Deep Reinforcement Learning Based Link Adaptation Technique for LTE/NR Systems

Outdated channel quality indicator (CQI) feedback causes severe performance degradation of traditional link adaptation (LA) techniques in long term evolution (LTE) and new radio (NR) systems. This paper puts forth a deep reinforcement learning (DRL) based link adaptation (LA) technique, referred to as deep reinforcement learning link adaptation (DRLLA), to select efficient modulation and coding scheme (MCS) in the presence of the outdated CQI feedback. The goal of DRLLA is to maximize the link throughput while achieving a low block error rate (BLER).
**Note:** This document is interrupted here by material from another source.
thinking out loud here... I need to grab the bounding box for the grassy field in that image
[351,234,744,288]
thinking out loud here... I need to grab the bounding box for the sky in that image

We first give explicit definitions of state, action, and reward in DRL paradigms, thereby realizing DRLLA. Then, to trade off the throughput against the BLER, we further develop a new experience replay mechanism called classified experience replay (CER) as the underpinning technique in DRLLA. In CER, experiences are separated into two buckets, one for successful experiences and the other for failed experiences, and then a fixed proportion from each is sampled to replay. The essence of CER is to obtain different trade-offs via adjusting the proportion among different training experiences. Furthermore, to reduce the signaling overhead and the system reconfiguration cost caused by frequent MCS switching, we propose a new action selection strategy termed as switching controlled e-greedy (SC -e-greedy) for DRLLA. Simulation results demonstrate that compared with the state-of-the-art OLLA, LTSLA, and DRLLA with other experience replay mechanisms, DRLLA with CER can achieve higher throughput and lower BLER in various time-varying scenarios, and be more robust to different CQI feedback delays and CQI reporting periods. Furthermore, with the SC -e-greedy policy, DRLLA can capture better trade-offs between the link transmission quality and the MCS switching overhead compared with other baselines.